Subventions et des contributions :

Titre :
Overcoming Data Sparsity in Machine Translation
Numéro de l’entente :
RGPIN
Valeur d'entente :
115 000,00 $
Date d'entente :
10 mai 2017 -
Organisation :
Conseil de recherches en sciences naturelles et en génie du Canada
Location :
Alberta, Autre, CA
Numéro de référence :
GC-2017-Q1-02922
Type d'entente :
subvention
Type de rapport :
Subventions et des contributions
Informations supplémentaires :

Subvention ou bourse octroyée s'appliquant à plus d'un exercice financier. (2017-2018 à 2022-2023)

Nom légal du bénéficiaire :
Kondrak, Grzegorz (University of Alberta)
Programme :
Programme de subventions à la découverte - individuelles
But du programme :

Canada is a multicultural society. A large percentage of Canadian residents report a mother tongue that is distinct from either English or French. In addition, Canada is home to a rich variety of indigenous languages, some of which have also been granted official status. Everyone has the right to get all official federal government services, publications and documents in both English and French. Important information for new Canadians is often provided in multiple languages and scripts. Increasing the availability of texts in aboriginal languages increases their prestige, and thus helps preserve them.

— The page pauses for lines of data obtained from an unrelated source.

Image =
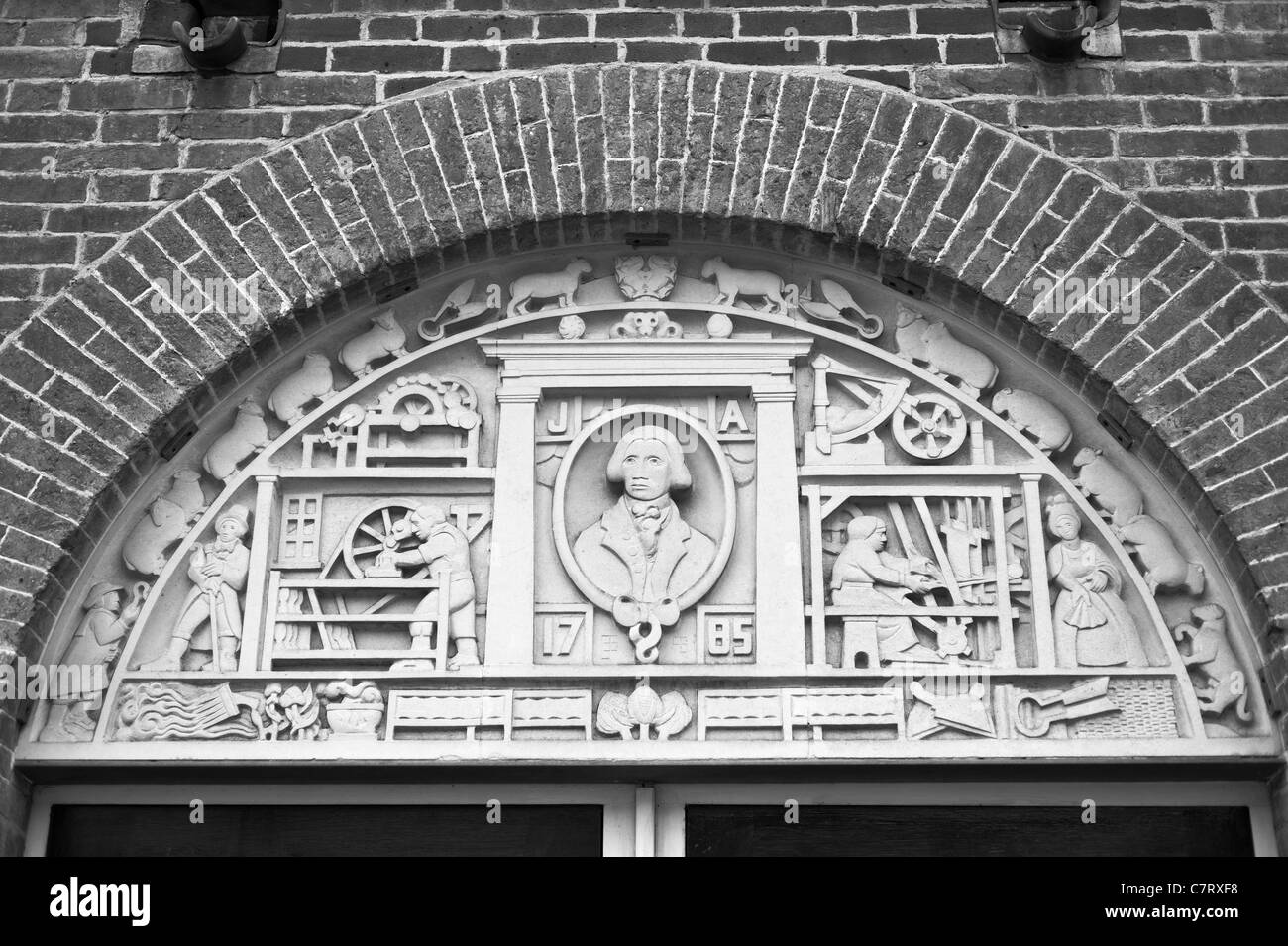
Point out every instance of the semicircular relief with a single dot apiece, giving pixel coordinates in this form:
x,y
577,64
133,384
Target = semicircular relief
x,y
735,502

As a consequence, there exists an acute need for accurate and rapid translations, not only between English and French, but also into other languages. Human translation is slow and expensive, and requires highly-skilled experts. Computer translation programs, known as machine translation, have the potential to fill the gap. Unfortunately, the current technology is far from perfect. The quality of translations involving smaller languages is often poor, and even between major languages, it is sometimes inadequate for technical applications.

Two of the reasons for the low quality of machine translation are the scarcity of bilingual texts for low-resourced languages, and the prevalence of infrequent words, such as certain verb inflections in French. The dominant statistical machine translation approach, which is used in web programs such as Google Translate, struggles to properly translate words that occur only rarely in bilingual texts.

The objective of this proposal is to improve the quality of machine translation by improving the handling of infrequent words. The principal research directions are the incorporation of the state-of-the-art morphological techniques into the translation process, the development of lexicon induction methods, and the translation of out-of-vocabulary words based on the cutting-edge algorithms for cognate identification, name transliteration, and decipherment.

In the current global economy, the enormous demand for fast and freely-available translations can only be satisfied by the machine translation programs. The solutions that I outline in my proposal will not only improve the quality of machine translation, but also influence the research on other aspects of natural language processing, thus accelerating the progress towards the goal of making computers understand human language.